Regulatory Enrolment Process (REP) for Human and Veterinary Drugs and Disinfectants
In order to access the most up-to-date version of the template, please be reminded to delete your cache frequently and “refresh” the template links on your web browser prior to each use.
REP Templates & Form Links
Outside the Regulatory Transaction Process
Company (CO) Template (2023-02-28)
- Required to obtain a company ID and/or update company information to Health Canada.
- Sent via email.
- Attach draft CO XML file to email prior to sending.
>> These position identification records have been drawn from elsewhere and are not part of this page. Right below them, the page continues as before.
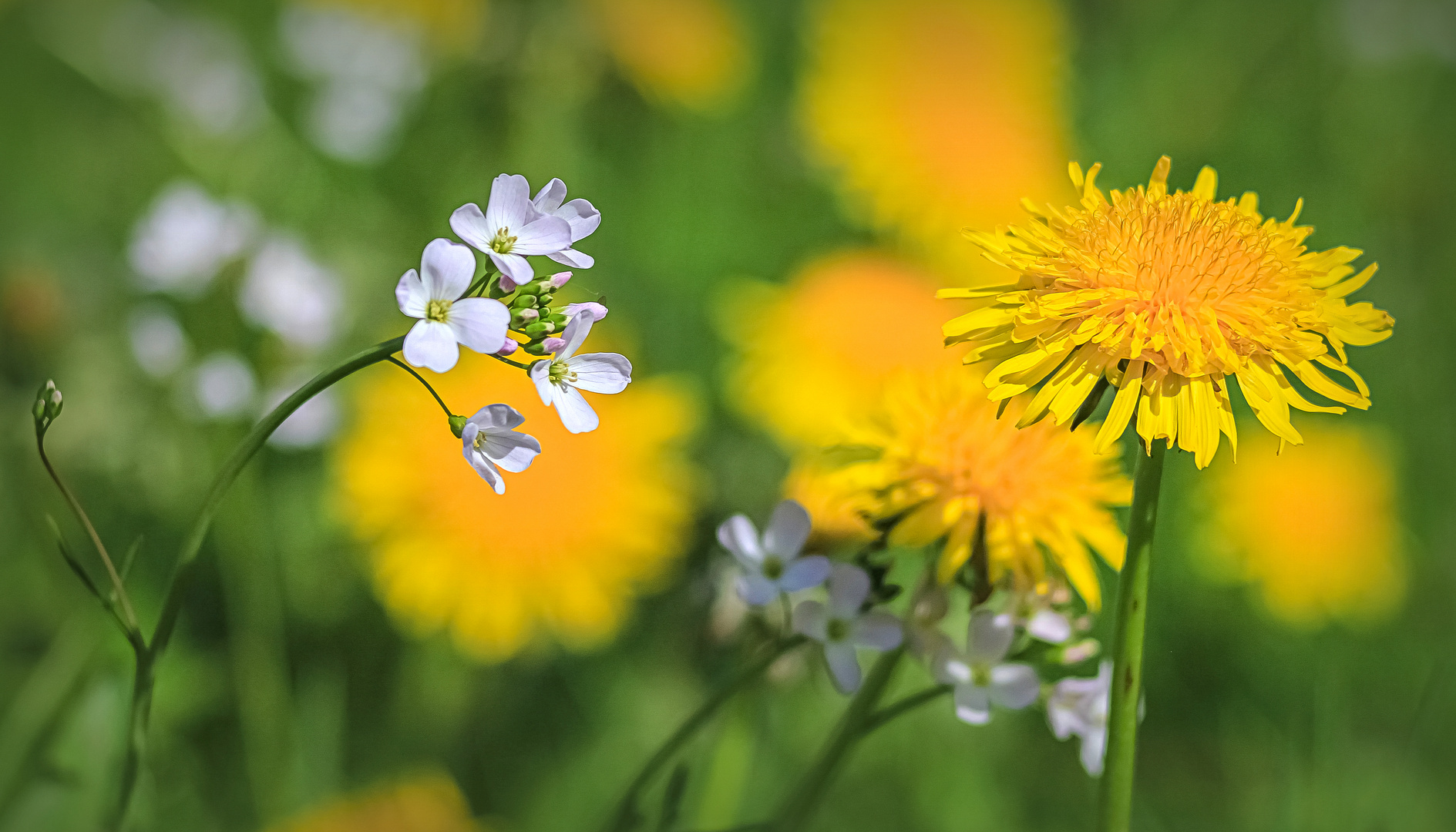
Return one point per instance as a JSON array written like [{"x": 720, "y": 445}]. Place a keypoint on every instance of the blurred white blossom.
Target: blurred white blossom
[
  {"x": 185, "y": 237},
  {"x": 288, "y": 293}
]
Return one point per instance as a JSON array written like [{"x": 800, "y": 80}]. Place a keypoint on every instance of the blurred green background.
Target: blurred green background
[{"x": 342, "y": 149}]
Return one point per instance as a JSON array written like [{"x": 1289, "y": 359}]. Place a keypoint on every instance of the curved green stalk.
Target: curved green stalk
[{"x": 1115, "y": 809}]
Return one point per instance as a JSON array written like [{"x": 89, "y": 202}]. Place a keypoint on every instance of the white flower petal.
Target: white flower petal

- Refer to section “2.3 Company Enrolment/Amendment Process” of the REP guidance document.
Dossier ID Request Form for Human drugs and disinfectants
- Required to obtain a Dossier ID, prior to filing a regulatory transaction for a new dossier, when converting a dossier from non-eCTD to eCTD format, or when filing a regulatory transaction for a dossier for which you do not know the Dossier ID.
- Refer to section “2.4 Dossier ID Request Process” of the REP guidance document.
Dossier ID Request Form for Veterinary drugs
- Required to obtain a Dossier ID, prior to filing a regulatory transaction for a new dossier or a dossier for which you do not know the Dossier ID.
- Refer to section “2.4 Dossier ID Request Process” of the REP guidance document.
Within the Regulatory Transaction Process
Regulatory Transaction (RT) Template (2024-10-28)
- Required with each regulatory transaction filed to Health Canada.
- For detailed description of the requirements for the RT template, refer to section “2.5 Regulatory Transaction Filing Process” of the REP guidance document.
Product Information (PI) Template (2024-02-12)
- Required for only a subset of transactions. Refer to section “2.5.2 Product information (PI) Template and Process” of the REP Guidance Document for list of subset transactions.
- For detailed description of the requirements for the PI template, refer to section “2.5 Regulatory Transaction Filing Process” of the REP guidance document.